The study demonstrated that FUS robustly activates cortical neurons in a dose-dependent manner. Temperature elevation and cavitation were ruled out as primary mechanisms. Depolymerizing actin cytoskeleton with cytochalasin D reduced the response, suggesting a role for mechanical stress. Blocking voltage-gated sodium channels with TTX only partially reduced the response, indicating direct calcium influx. Voltage imaging in calcium-free media eliminated the ultrasound-induced depolarization, confirming extracellular calcium as the essential ionic initiator. Pharmacological inhibition and CRISPR/Cas9 knockdown studies implicated specific mechanosensitive ion channels (TRPP1/2, TRPC1) and amplifier channels (TRPM4) in the response pathway. The T-type calcium channels also appear to be involved in the sustained response. Overexpression of TRPC1, TRPP2, and TRPM4 significantly enhanced the ultrasound response, confirming their roles and providing potential avenues for sonogenetic applications. These findings propose that the mechanical effects of ultrasound cause opening of calcium-permeable mechanosensitive channels which then trigger a cascade of events amplifying the calcium response and resulting in neuronal firing.

This study provides a detailed mechanistic understanding of FUS-induced neuronal excitation, resolving conflicting findings from previous research. The findings highlight a primarily mechanical mechanism mediated by specific mechanosensitive and voltage-gated ion channels, ruling out significant contributions from thermal effects and cavitation within the tested parameter range. The identification of key ion channels involved provides crucial information for developing more effective and targeted sonogenetic strategies. The in vitro approach using primary cortical neurons minimizes confounding factors present in in vivo studies, allowing for precise identification of the cellular and molecular events mediating the response. The study's findings are consistent with in vivo observations, suggesting broad applicability of the identified mechanisms.

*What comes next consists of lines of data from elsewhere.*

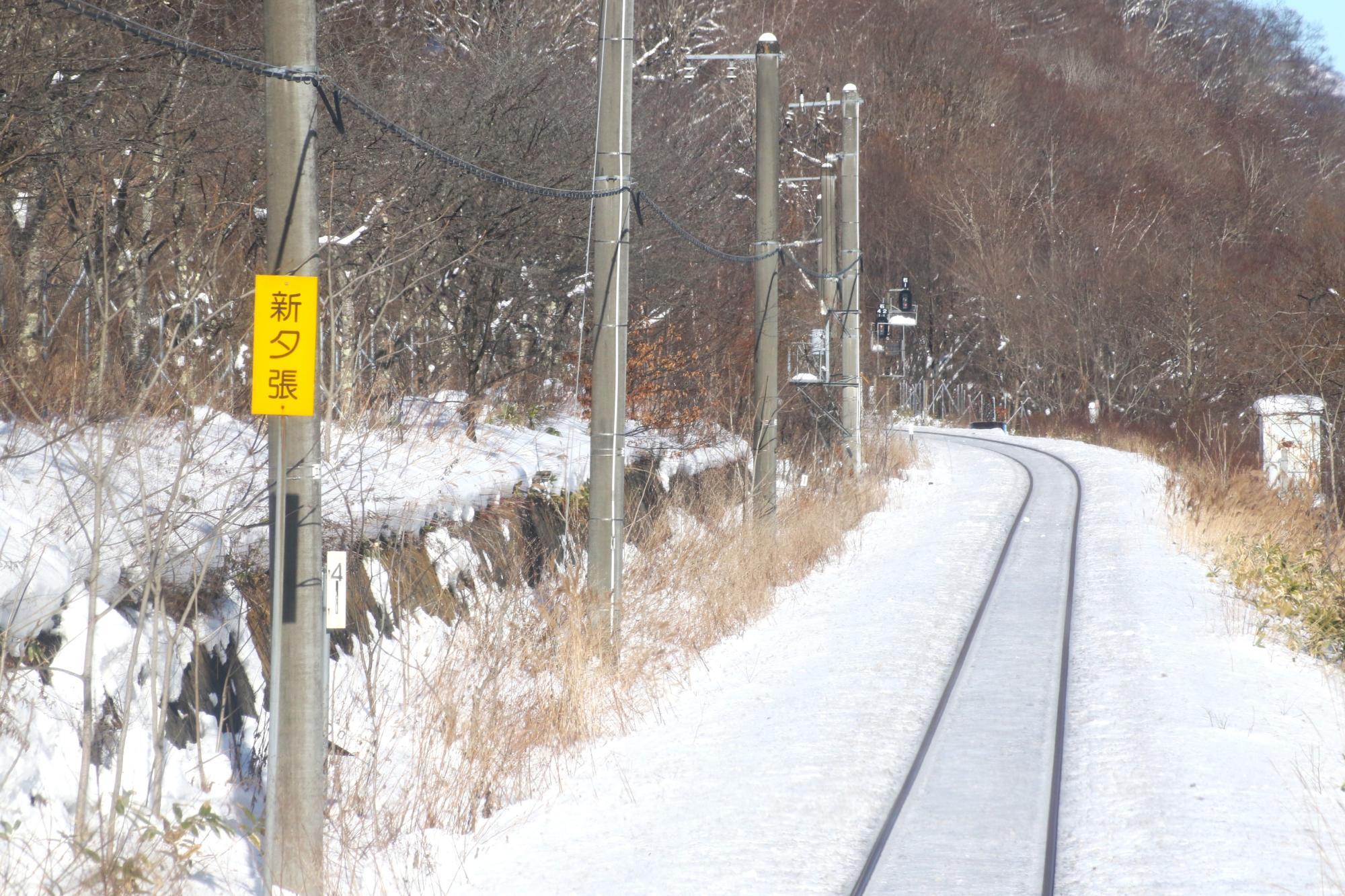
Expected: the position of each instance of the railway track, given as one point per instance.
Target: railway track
(980, 806)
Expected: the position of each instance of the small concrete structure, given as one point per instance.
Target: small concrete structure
(1292, 440)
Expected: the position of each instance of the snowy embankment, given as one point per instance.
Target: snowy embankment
(154, 516)
(1196, 760)
(204, 485)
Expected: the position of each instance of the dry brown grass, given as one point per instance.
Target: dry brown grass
(518, 684)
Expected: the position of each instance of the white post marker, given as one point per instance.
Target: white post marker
(336, 589)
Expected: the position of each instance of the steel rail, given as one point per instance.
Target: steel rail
(1048, 879)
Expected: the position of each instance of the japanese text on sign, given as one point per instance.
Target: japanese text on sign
(284, 346)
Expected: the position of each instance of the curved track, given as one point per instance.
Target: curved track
(972, 814)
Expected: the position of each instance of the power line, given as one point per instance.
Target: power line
(321, 81)
(342, 97)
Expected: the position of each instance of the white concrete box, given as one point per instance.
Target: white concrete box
(1292, 440)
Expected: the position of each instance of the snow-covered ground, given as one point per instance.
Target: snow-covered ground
(1196, 760)
(171, 502)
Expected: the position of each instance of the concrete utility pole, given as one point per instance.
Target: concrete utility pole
(766, 357)
(828, 224)
(611, 313)
(298, 689)
(852, 395)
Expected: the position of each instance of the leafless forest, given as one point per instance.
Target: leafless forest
(1135, 202)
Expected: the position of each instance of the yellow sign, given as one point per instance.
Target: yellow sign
(286, 346)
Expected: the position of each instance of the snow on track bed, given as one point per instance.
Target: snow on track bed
(980, 802)
(771, 770)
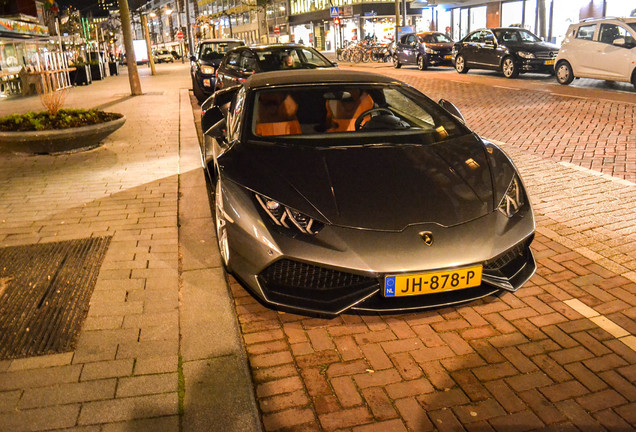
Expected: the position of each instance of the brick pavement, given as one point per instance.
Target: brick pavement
(522, 361)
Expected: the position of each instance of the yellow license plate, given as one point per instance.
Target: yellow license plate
(431, 282)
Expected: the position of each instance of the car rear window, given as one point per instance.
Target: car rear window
(319, 110)
(291, 58)
(216, 50)
(586, 32)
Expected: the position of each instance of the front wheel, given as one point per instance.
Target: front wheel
(564, 73)
(422, 64)
(460, 64)
(509, 68)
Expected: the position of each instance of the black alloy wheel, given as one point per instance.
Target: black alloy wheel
(509, 67)
(460, 64)
(564, 73)
(422, 64)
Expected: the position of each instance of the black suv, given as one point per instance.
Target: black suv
(510, 50)
(423, 49)
(203, 65)
(242, 62)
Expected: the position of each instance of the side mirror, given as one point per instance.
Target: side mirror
(448, 106)
(218, 131)
(210, 118)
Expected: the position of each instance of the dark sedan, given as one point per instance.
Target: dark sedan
(241, 63)
(510, 50)
(339, 190)
(204, 63)
(424, 50)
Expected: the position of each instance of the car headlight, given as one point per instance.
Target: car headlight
(209, 70)
(513, 199)
(287, 217)
(525, 54)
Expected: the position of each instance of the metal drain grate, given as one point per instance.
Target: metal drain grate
(44, 294)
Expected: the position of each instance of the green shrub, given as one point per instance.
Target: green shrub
(64, 119)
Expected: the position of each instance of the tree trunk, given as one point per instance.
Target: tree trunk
(131, 61)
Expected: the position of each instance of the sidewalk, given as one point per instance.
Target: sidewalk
(160, 338)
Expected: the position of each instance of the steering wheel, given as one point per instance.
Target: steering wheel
(358, 123)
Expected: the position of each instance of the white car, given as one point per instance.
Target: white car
(598, 48)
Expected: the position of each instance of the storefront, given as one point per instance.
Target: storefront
(20, 46)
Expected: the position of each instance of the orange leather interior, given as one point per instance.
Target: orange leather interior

This research provides a comprehensive mechanistic explanation for FUS-induced neuronal excitation, revealing a pathway involving mechanosensitive channels (TRPP1/2, TRPC1), calcium influx, and calcium-gated amplifier channels (TRPM4) and T-type calcium channels. This detailed understanding opens up new avenues for optimizing FUS-based neuromodulation and for the development of improved sonogenetic tools. Future research could explore the precise mechanical interactions at the membrane level and expand on the potential therapeutic applications.

The study focused on primary murine cortical neurons in vitro, which may not perfectly replicate the complex environment of the in vivo brain. While the selected parameters were chosen to be relevant to in vivo studies, variations in tissue properties and acoustic conditions in vivo could influence the exact mechanisms and efficiency of stimulation. The use of pharmacological and genetic manipulations may have off-target effects or incomplete inhibition/knockdown, potentially influencing the results. Further research using in vivo models is needed to validate the findings and to fully understand the translation of these in vitro findings to clinical applications.